Social enterprises and volunteer groups in East Anglia are being invited to apply for a share of £230,000 in funding intended to help the most disadvantaged people in society to find work.

The New Anglia Local Enteprise Partnership (LEP) Community Challenge Fund supports projects aiming to help groups including the homeless, those suffering from mental illness, ex-offenders and the long-term unemployed to find a job or to become “work ready”.

Previous rounds of the fund have already helped 160 people into employment and a further 460 to become ready for work.

The latest round offers nine awards of £20,000 each for the successful applicants to run their scheme for up to a year, with the two most successful projects then receiving an extra £25,000 each to sustain and scale up their work.

Doug Field, a New Anglia LEP board member and joint chief executive of East of England Co-op, said: “I really enjoying participating in the Community Challenge Fund.

“Looking to help people into work or into a position where they can confidently look for work is vitally important.

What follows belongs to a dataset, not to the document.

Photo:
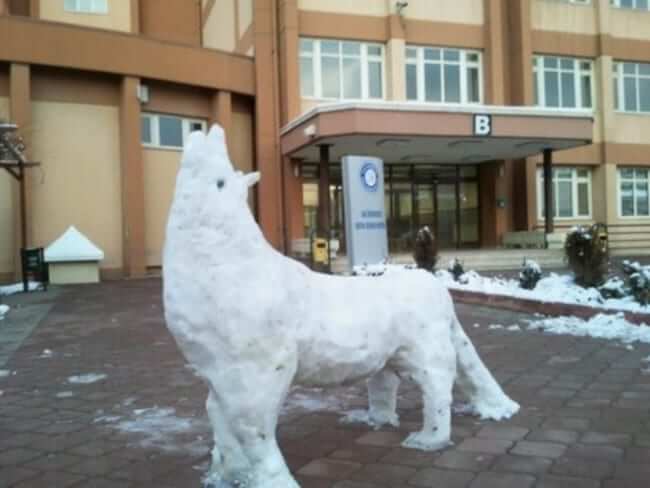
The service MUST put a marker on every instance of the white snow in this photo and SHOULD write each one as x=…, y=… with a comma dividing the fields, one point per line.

It’s about the lives these organisations can change, and the economic benefits to the region of helping people into work.”

Stephen Singleton, chief executive of the Suffolk Community Foundation, which, together with its Norfolk counterpart, is working in partnership with the LEP on the challenge fund project, said: “What is exciting about this programme is that it uses the full strength of the voluntary and social enterprise sector to reach out to our most vulnerable people.”

He added: “We are delighted that the continued funding for the programme will allow the voluntary sector to reach out to more people in the year to come.”

Among the programmes already supported by the fund are Cook With Me Training & Education, for a project aimed at bringing together the different cultures in the Norwich Road area of Ipswich through the common “language” of food, and the Saint Edmunds Society in Norwich, for vocational training for young people who have struggled in mainstream education.